Muhâtabı üçünü de yapmadığını söyleyince:
“–Zannedersem, sen sadece onun câmide Kur’ân okunurken başını salladığını gördün!” dedi. Adam:
“–Evet, yâ Ömer! Benim gördüğüm öyle idi.” karşılığını verdi. Bunun üzerine Hazret-i Ömer radiyallahu anh:
“–O zaman fazla medihte bulunma! Zira ihlâs, kulun boynunda yazılı değildir.” buyurdu.
Burada Hazret-i Ömer’in verdiği ölçü, dış görünüşe aldanmamaktır.
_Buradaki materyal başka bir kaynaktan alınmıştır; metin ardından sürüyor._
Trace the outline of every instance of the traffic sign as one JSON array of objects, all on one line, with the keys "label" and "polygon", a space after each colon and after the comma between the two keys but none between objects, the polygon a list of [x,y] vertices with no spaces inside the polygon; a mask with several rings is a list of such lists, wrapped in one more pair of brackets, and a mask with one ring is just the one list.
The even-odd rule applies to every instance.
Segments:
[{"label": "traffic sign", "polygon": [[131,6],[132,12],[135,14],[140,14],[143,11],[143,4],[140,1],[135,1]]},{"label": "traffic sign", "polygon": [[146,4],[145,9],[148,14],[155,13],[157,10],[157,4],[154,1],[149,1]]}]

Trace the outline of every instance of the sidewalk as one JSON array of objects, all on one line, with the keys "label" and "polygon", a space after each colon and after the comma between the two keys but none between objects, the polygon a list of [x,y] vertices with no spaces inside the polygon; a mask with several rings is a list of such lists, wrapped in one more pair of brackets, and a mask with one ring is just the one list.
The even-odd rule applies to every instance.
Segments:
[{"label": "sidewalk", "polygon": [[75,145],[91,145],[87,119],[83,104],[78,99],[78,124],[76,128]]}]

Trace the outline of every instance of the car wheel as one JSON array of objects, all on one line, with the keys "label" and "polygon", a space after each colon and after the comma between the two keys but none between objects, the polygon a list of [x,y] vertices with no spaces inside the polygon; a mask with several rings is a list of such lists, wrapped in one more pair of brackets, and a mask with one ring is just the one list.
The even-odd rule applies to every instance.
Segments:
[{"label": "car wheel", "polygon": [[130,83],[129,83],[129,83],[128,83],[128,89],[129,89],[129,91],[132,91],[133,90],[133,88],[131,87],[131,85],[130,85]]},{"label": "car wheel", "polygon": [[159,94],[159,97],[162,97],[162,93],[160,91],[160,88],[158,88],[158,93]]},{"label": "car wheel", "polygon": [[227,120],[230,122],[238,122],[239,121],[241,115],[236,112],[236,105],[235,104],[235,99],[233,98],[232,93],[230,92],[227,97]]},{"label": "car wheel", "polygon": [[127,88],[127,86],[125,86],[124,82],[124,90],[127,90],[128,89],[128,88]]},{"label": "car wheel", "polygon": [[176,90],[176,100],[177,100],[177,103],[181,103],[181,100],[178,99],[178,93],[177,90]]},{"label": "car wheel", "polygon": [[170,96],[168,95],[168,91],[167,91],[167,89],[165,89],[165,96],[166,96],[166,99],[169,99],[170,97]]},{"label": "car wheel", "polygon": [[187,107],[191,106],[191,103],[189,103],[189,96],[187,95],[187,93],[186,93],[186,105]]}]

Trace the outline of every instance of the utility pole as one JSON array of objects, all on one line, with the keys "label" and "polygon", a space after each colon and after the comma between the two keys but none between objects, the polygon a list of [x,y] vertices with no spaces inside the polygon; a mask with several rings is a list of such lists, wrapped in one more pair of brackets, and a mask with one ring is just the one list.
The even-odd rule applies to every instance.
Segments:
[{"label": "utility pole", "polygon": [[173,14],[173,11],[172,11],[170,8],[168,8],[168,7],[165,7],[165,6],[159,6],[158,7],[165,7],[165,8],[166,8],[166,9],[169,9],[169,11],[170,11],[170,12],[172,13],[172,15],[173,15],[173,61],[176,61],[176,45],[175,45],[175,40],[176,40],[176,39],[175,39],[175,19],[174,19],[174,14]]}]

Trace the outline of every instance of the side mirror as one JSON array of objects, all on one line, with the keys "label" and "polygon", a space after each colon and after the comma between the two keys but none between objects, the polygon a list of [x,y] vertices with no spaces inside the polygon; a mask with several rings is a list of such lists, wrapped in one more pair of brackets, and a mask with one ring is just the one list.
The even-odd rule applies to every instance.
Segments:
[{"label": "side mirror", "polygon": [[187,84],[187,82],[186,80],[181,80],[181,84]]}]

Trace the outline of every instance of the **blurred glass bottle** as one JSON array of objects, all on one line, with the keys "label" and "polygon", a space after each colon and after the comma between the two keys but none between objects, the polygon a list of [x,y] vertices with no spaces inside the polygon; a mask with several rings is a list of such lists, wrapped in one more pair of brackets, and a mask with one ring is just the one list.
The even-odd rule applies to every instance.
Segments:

Bir kimse hakkında doğru bir kanaat sahibi olmak için, onun fiillerine, beşerî münâsebetlerine ve muâmelâtına da bakmak gerektiğidir. Menfaati ile ilgili konularda imtihan verip geçer not almamış bir şahsın, sâlih biri olduğuna şâhitlik etmenin, yanlış bir davranış olduğudur.
Komşuluk da insanın gerçek hüviyetini ortaya çıkaran bir hâdisedir. İnsan, kötülüğünü gördüğü bir kişiden uzaklaşıp ondan kurtulabilir. Fakat kötü bir komşudan kurtulabilmek, bu kadar kolay değildir. Bu sebeple komşuyu iyi seçmek gerekir. Hattâ bu hususta; “Ev alma, komşu al!” sözü meşhur olmuştur.